I would like to know the answers to your questions too. I hope Peter will write a new post to answer them.

Peter said...

Ian and Jane,

Fatty acids are both directly uncoupling and trigger uncoupling pathways in addition to their direct effect. This will give a low delta psi as per ketones and should maintain the starvation insulin resiatance.
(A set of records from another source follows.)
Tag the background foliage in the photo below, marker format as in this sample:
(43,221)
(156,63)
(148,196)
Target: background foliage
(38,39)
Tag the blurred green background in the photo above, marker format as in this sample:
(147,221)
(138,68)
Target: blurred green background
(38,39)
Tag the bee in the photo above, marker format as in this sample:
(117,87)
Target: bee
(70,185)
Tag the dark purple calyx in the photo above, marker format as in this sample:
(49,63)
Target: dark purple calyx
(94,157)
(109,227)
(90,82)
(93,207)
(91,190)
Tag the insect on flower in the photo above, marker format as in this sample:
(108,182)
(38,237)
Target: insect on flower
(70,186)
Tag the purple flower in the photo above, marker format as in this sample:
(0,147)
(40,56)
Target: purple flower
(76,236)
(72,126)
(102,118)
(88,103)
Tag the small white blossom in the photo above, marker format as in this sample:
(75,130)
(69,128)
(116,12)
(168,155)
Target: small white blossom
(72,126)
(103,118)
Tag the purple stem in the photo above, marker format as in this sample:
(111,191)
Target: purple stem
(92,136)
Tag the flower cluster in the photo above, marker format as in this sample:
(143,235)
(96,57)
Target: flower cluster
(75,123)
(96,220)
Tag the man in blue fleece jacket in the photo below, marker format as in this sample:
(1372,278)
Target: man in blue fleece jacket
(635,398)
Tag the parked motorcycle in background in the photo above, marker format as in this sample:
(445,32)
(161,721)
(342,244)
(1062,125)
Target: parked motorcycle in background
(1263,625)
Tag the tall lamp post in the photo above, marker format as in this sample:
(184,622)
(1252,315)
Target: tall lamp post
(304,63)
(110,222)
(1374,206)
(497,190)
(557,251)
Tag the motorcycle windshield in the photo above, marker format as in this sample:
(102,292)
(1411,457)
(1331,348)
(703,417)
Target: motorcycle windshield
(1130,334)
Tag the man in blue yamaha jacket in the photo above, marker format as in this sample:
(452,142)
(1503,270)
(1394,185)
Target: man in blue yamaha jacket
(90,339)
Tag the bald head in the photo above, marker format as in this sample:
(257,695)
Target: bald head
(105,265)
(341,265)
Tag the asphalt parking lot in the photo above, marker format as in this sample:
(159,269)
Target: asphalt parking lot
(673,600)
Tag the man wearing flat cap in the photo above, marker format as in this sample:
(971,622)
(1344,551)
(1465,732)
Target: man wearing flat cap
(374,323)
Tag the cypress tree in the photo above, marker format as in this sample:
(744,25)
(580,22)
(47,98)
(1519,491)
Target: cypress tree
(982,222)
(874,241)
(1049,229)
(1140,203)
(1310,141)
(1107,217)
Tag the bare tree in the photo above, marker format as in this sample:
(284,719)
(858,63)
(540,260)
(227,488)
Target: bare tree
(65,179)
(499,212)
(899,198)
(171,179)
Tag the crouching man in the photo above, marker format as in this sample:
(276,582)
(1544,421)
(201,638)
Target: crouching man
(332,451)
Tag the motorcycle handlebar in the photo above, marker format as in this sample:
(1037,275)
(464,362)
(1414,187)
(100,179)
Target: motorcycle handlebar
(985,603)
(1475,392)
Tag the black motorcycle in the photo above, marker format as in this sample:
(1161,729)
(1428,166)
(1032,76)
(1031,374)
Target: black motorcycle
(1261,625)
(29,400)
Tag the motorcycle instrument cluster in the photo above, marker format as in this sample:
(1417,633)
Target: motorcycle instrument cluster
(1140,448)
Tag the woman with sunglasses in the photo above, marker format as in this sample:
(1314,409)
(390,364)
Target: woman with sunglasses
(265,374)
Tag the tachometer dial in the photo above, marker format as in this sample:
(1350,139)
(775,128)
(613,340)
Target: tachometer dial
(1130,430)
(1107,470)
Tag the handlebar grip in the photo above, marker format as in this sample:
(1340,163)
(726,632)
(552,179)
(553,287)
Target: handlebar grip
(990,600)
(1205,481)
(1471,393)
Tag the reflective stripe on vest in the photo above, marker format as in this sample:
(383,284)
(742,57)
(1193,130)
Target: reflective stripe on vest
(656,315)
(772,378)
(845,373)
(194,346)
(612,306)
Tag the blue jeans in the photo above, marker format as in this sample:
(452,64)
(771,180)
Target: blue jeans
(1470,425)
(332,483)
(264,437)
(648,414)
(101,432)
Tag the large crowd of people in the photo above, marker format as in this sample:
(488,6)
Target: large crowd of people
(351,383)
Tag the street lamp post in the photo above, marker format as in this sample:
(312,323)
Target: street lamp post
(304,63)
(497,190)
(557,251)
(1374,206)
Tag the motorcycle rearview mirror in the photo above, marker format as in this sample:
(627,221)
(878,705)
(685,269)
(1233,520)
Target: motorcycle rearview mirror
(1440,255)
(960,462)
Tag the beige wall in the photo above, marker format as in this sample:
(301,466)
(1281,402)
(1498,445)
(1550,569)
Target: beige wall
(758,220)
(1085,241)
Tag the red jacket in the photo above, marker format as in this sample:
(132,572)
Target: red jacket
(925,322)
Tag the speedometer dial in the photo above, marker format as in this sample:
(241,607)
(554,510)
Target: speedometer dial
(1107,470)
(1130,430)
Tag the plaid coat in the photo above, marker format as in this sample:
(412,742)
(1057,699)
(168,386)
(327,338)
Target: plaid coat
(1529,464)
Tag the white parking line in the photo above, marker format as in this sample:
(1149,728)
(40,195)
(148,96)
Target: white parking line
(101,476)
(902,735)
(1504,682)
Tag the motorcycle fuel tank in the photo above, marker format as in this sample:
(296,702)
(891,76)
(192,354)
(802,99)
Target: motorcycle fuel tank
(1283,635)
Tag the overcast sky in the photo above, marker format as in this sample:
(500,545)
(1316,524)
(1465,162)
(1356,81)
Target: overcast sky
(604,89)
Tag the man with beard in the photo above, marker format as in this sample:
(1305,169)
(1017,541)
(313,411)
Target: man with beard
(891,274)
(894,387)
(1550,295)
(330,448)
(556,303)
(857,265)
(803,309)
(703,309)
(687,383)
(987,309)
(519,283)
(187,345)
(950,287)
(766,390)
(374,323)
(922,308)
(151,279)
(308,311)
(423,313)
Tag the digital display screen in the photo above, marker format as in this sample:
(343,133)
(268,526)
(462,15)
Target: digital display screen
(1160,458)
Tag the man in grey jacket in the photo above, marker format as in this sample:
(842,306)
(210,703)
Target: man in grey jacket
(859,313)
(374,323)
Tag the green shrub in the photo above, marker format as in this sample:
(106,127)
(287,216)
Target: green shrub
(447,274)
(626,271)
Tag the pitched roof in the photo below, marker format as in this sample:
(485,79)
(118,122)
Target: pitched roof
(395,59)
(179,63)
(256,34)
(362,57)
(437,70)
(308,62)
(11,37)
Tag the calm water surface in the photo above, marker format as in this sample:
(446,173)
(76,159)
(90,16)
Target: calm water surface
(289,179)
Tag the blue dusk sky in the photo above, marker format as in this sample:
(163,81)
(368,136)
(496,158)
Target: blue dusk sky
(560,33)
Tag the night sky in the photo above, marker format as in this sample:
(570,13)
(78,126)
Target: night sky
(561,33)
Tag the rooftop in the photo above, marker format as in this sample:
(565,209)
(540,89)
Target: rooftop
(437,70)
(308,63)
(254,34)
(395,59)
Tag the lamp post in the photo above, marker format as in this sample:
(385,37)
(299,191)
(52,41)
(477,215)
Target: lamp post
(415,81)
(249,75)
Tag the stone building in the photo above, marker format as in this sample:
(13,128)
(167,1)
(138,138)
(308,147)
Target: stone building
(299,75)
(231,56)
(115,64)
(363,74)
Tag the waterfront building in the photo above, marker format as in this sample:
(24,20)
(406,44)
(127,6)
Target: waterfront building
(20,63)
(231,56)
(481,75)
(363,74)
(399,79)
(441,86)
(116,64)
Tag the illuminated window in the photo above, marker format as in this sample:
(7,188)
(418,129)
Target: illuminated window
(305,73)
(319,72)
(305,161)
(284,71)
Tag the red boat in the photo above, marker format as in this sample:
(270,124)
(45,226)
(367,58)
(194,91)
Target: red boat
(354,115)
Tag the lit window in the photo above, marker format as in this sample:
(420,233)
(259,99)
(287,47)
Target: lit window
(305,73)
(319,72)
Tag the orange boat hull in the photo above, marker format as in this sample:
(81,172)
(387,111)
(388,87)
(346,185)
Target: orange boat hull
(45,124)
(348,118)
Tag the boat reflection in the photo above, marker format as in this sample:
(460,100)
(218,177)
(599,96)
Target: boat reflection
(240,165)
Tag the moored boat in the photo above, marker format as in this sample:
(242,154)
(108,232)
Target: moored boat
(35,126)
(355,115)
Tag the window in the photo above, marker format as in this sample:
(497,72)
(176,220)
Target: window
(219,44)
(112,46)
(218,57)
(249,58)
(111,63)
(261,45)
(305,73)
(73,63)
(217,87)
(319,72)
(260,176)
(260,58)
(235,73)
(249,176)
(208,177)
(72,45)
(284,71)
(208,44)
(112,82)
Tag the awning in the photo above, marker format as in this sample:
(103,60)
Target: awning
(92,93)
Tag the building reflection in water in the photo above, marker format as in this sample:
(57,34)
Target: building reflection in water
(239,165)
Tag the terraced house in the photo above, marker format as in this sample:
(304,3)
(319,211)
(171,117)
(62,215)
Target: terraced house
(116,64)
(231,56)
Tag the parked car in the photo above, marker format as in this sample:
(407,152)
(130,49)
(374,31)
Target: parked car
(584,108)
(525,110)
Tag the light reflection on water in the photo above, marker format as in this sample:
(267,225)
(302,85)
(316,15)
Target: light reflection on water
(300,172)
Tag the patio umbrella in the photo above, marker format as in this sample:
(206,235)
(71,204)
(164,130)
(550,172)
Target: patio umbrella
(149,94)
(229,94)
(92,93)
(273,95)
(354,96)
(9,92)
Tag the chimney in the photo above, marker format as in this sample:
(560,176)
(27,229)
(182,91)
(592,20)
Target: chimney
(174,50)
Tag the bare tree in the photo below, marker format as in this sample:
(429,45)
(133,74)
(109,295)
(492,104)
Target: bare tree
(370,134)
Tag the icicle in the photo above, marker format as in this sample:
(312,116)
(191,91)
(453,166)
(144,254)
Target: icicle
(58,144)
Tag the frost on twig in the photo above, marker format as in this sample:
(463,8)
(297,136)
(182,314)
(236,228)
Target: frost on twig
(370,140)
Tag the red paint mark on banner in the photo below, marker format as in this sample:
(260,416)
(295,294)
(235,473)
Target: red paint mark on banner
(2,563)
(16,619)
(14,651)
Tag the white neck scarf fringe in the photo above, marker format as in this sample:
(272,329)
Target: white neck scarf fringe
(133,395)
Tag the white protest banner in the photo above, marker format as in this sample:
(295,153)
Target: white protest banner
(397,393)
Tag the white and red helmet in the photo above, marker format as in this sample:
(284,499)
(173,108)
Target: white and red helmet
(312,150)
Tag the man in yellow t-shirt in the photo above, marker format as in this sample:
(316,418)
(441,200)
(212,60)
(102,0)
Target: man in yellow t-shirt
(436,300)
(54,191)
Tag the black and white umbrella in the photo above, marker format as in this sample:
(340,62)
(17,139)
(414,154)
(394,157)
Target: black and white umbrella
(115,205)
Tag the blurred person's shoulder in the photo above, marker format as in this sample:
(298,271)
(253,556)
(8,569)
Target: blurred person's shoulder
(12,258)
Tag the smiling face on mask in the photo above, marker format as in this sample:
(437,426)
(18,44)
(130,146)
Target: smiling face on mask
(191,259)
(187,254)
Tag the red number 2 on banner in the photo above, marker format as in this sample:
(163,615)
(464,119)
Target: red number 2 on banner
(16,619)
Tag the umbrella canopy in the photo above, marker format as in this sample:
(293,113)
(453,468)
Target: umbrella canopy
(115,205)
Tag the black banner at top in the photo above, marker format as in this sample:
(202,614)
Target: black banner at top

Adding a spike of glucose, even without insulin, will get SOME glucose in to glycolysis, convert NAD+ to NADH and also increase the delta psi. You are then set for effective insulin signalling and a positive feedback. Insulin works, delivers more glycolysis products, maintains delta psi. Concurrent high levels of saturated fatty acid oxidation supply FADH2 through electron transporting flavoprotein dehydrogenase to reverse flow electrons to induce hypercaloric insulin resistance.

Excess calories in all cells summates a signal (elevated systemic insulin levels) which shuts down lipolysis (if it is on going) or diverts fat to adipocytes (if after a mixed meal). The lower the FFAs then lower the energy input to the hypercaloric cell.

I see the insulin resistance of high fructose feeding as working in the same way except that under hypercaloric conditions the insulin elevation can shut down lipolysis but not shut down fructose input to a given GLUT5-expressing cell. The fructose in excess (what ever that exactly means) probably provides high delta psi, high input through complex I, high input through mtG3Pdh and insulin resistance even when FFA levels are low.

Summary: Given enough glucose the insulin resistance of starvation automatically ends... Emphasis on enough.

Hope that's not too rambling, time to get kiddies to a party!

Peter

Cohen Ilan said...

Are there any more substances that we can be psychologically resistant to?

Jane said...

Thanks Peter, that's a great help. I need to do some homework on this. Your posts make homework fun.

Ian said...

Yeah you're really nice for responding to questions, it relieves a lot of frustration associated with lack of understanding.

William Eden said...

Thank you for this post, Peter. I've been reading you and trying to figure out metabolism for a long time, and this feels like you finally pulled it all together. Beautiful.

bellefire said...

The far more common form of diabetes is type 2, which affects 90 to 95 percent of diabetics. In this type, your body produces insulin but is unable to recognize and use it properly. It is considered an advanced stage of insulin resistance. Insulin resistance allows sugar to increase and cause of host of complications.

Craig Cousineau said...

Low carb high saturated/monounsaturated fat for 2 years- labs as of this morning (fasting)

A1c - 4.9
FBG - 99 mg/dl
Used to have FBG in the 80s prior to LCHF

Cholesterol - 163 mg/dl
HDL - 67
Trigs - 31
LDL - who cares
Chol/hdl - 2.4

I'll takes these numbers all day long. Not worried about the FBG which has increased on this 'diet' while A1c has slowly trended down.